In some quarters, however, Al Qaeda's expansion efforts have encountered resistance -- in Southeast Asia and Iraq, for instance. In the latter country, Al Qaeda attempted to exert control over foreign fighters, sending Abu Ayyub Masri from Pakistan after Abu Musab Zarqawi, the leader of a group calling itself Al Qaeda in Iraq, was killed in a US airstrike last year.

Despite that, says the LA Times, Al Qaeda hasn't managed to make much headway; in fact, some local tribal leaders have allied themselves with the US military to counter the group's advances.

Elsewhere, Al Qaeda is in negotiations with the Palestinian group Army of Islam in the Gaza Strip, and with Fatah al Islam, until recently was based in the Palestinian refugee camp of Nahr el Bared in north Lebanon, the report says, adding that Al Qaeda is interested in forging alliances with similar groups in Lebanon, Jordan and other neighbors of Israel.

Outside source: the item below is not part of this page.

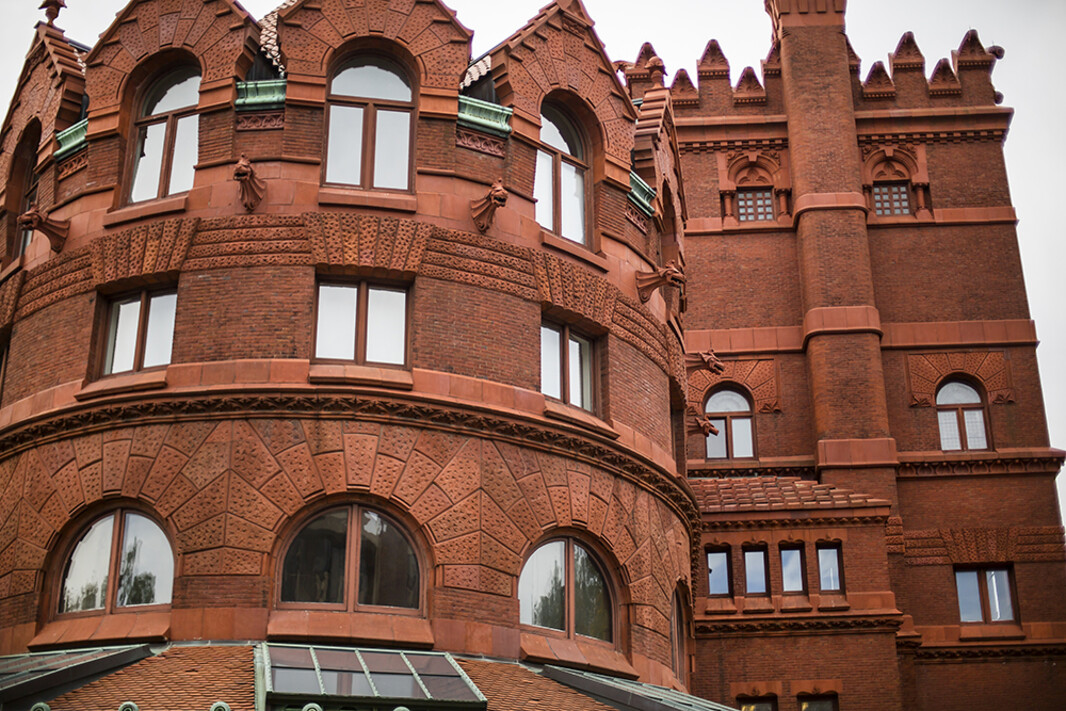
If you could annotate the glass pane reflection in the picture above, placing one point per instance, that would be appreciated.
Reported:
(85, 582)
(146, 567)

Al Qaeda is also attempting, with mixed results, to gain a stronger foothold in Egypt, which has a large recruiting pool of militants already sympathetic to al-Zawahiri, Bin Laden's chief deputy and the man, intelligence experts are quoted as saying, driving the current rebuilding effort.

These moves are creating strange bedfellows. For instance, Al Qaeda has been negotiating with the Libyan Islamic Fighting Group, and the fact of Al Qaeda fighters showing up in Libya has forced Moammar Qadafi to reinvent himself as a counter- terrorism ally of the United States.

On another front, Al Qaeda is believed to be forging alliances with Somalian militants fighting the US-backed transitional government, and also in Yemen, Bin Laden's ancestral homeland.

The LA Times report is scary for how Al Qaeda is bringing the best practices of business to the job of running a terrorist network, and for the large scale mayhem such alliances could trigger across the world.